The Edge of Spring puts a Slavic goddess in San Francisco, and evokes a strong sense of place and season and loss: "She was a goddess of the sun and a goddess of winter. This combination had never made sense in her Slavic homeland. Hoary trees bent under December snow might go weeks without seeing even weak sunlight. She arrived in this city, carried by the tales of its immigrants, and the world began to make sense."
do zla bog gives us the backstory of Czernoborg and the Zoryas from the book, and it is creepy and dark and just right: "So why, astute readers may wonder, do some older gods survive? Why are they, too, not forgotten in the wind, lost to newer gods with deeper thorns and larger armies at their back?
If I tell you it is good deeds and miracles, you will know that I am lying."

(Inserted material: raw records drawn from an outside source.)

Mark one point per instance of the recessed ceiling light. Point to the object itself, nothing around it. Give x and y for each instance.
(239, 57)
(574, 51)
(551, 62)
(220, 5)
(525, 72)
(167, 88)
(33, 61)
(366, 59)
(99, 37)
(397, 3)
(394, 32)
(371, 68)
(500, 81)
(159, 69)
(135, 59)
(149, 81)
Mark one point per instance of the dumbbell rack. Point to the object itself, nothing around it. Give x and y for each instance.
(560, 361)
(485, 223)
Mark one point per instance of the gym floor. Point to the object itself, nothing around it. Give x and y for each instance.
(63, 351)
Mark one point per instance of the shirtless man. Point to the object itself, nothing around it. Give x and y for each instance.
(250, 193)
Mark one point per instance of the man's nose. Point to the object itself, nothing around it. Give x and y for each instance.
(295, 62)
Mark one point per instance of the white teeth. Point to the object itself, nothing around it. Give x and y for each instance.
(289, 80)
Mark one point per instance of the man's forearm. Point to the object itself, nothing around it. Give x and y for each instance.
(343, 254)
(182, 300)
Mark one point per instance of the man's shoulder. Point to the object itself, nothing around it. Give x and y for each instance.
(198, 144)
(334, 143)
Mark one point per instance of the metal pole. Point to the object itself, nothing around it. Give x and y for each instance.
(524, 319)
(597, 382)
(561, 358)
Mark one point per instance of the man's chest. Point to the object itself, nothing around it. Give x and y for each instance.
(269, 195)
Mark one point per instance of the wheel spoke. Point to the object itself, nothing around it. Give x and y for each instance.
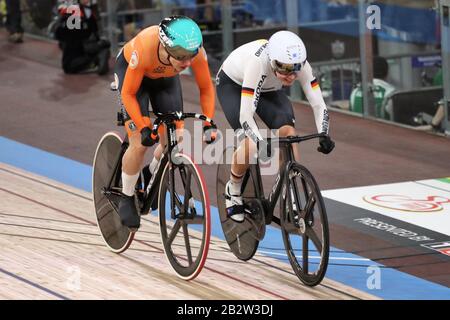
(310, 233)
(187, 243)
(173, 232)
(187, 189)
(305, 254)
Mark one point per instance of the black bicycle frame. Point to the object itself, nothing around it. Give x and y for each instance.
(166, 157)
(288, 160)
(270, 202)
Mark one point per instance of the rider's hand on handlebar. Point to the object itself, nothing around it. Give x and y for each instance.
(209, 133)
(147, 139)
(264, 150)
(326, 145)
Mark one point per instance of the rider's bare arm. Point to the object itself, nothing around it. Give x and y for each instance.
(203, 79)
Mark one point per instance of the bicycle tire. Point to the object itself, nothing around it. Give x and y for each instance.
(305, 227)
(116, 236)
(188, 258)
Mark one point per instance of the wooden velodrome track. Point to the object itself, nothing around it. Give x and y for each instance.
(47, 230)
(51, 249)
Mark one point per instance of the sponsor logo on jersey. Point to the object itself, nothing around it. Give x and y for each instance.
(407, 203)
(315, 84)
(260, 50)
(247, 92)
(132, 126)
(134, 60)
(160, 69)
(249, 132)
(442, 247)
(258, 90)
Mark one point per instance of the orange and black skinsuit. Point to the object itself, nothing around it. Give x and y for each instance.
(141, 78)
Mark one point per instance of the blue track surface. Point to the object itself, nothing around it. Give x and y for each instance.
(344, 267)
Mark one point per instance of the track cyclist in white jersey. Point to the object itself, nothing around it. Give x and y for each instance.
(251, 80)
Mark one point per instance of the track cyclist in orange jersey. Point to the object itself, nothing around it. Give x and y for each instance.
(146, 72)
(250, 81)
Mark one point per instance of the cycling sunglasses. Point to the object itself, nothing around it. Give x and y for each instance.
(286, 68)
(181, 54)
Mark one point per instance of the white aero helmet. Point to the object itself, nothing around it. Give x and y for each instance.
(287, 52)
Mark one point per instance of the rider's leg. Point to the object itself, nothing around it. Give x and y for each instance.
(241, 160)
(132, 163)
(131, 166)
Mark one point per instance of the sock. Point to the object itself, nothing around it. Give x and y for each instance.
(235, 187)
(129, 183)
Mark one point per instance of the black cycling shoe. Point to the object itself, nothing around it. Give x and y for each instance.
(128, 212)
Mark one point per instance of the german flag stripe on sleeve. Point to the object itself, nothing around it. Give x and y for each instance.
(248, 92)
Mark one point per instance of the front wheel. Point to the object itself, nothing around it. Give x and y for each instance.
(304, 226)
(184, 216)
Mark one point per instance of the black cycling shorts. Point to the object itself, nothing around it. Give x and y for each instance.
(274, 107)
(164, 94)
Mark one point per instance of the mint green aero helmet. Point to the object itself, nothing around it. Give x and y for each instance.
(181, 37)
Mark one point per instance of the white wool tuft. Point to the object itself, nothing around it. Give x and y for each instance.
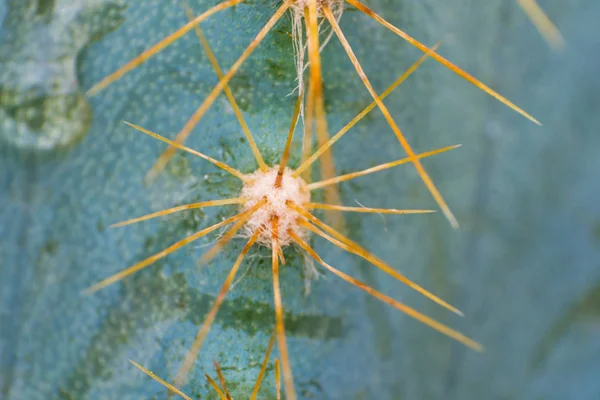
(261, 185)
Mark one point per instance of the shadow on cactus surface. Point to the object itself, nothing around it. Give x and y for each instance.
(523, 267)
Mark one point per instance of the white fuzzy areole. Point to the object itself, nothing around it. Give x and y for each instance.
(261, 185)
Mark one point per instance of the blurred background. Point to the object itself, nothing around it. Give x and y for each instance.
(524, 266)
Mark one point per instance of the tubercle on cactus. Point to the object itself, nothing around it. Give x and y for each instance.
(275, 211)
(310, 11)
(221, 389)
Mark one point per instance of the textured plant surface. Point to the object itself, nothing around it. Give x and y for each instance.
(523, 267)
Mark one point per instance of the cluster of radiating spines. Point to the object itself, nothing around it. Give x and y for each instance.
(309, 11)
(281, 201)
(543, 23)
(221, 387)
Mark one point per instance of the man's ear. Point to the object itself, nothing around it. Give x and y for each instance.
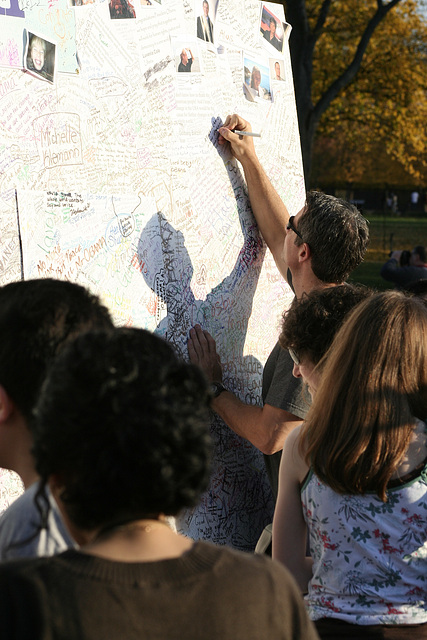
(6, 404)
(304, 252)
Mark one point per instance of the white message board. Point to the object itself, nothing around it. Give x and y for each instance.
(111, 176)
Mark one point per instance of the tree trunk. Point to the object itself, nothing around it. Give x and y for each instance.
(302, 45)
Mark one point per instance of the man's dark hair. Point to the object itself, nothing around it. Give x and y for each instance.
(418, 288)
(337, 234)
(125, 425)
(37, 317)
(310, 324)
(421, 252)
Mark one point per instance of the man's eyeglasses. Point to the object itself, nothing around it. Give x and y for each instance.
(294, 355)
(290, 226)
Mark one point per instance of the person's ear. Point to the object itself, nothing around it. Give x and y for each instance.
(304, 252)
(6, 404)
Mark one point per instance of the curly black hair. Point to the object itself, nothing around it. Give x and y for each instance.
(37, 318)
(310, 324)
(123, 424)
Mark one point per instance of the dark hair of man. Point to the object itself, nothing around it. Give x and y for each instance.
(336, 233)
(37, 317)
(310, 324)
(123, 423)
(373, 386)
(418, 288)
(421, 251)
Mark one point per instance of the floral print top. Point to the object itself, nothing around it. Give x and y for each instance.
(369, 557)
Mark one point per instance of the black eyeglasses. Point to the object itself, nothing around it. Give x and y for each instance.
(290, 226)
(294, 355)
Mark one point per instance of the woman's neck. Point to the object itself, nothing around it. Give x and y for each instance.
(144, 540)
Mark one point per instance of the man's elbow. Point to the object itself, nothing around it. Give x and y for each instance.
(275, 438)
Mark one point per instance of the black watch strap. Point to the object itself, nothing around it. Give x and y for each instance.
(217, 388)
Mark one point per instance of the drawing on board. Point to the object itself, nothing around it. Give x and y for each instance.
(117, 181)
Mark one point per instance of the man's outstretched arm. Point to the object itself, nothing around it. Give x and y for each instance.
(270, 212)
(265, 427)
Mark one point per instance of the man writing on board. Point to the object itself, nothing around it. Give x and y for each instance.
(317, 248)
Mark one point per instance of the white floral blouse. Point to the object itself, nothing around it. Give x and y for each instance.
(370, 557)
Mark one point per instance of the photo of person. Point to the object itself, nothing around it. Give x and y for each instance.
(277, 69)
(186, 60)
(272, 29)
(256, 81)
(40, 57)
(121, 9)
(204, 24)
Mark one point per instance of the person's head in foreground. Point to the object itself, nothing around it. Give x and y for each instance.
(310, 325)
(122, 438)
(37, 318)
(371, 396)
(135, 444)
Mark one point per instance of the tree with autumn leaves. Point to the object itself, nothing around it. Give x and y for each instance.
(360, 75)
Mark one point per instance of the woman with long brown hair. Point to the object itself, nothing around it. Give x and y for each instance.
(354, 477)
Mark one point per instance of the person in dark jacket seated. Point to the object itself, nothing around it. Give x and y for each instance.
(121, 438)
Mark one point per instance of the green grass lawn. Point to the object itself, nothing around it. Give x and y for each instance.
(387, 234)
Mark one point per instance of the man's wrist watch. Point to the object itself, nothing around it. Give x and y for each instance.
(217, 388)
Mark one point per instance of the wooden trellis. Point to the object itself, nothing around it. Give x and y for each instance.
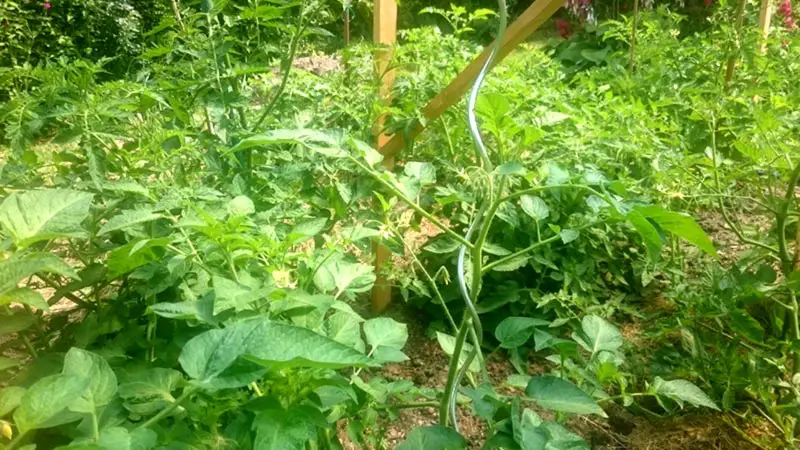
(385, 28)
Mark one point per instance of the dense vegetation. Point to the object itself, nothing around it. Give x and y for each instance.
(188, 220)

Not written for me, but also making me very happy, was a Nero Wolfe story,
Dirge, Saul Panzer POV that somehow manages to bring in some meta issues from the books without really breaking the fourth wall--I'm describing that badly, but there's just some fascinating and clever things going on here and I love Archie as seen through Saul's eyes: "Archie who wandered into their lives with no past of his own, just a shifting tapestry of dead ends and a colorful string of clever, unreliable narration."
I gather one has to be logged into A03 to read that one.
In other news:
1. Recipients who write enthusiastic comments on their stories are *awesome.*
2. I am clearly going to have to uncheck the preference where you can see how many hits your stories get. Because it is doing bad things to my brain.
3. I have more Yuletide Madness stories waiting for me. I don't even know what to do with that amount of goodness.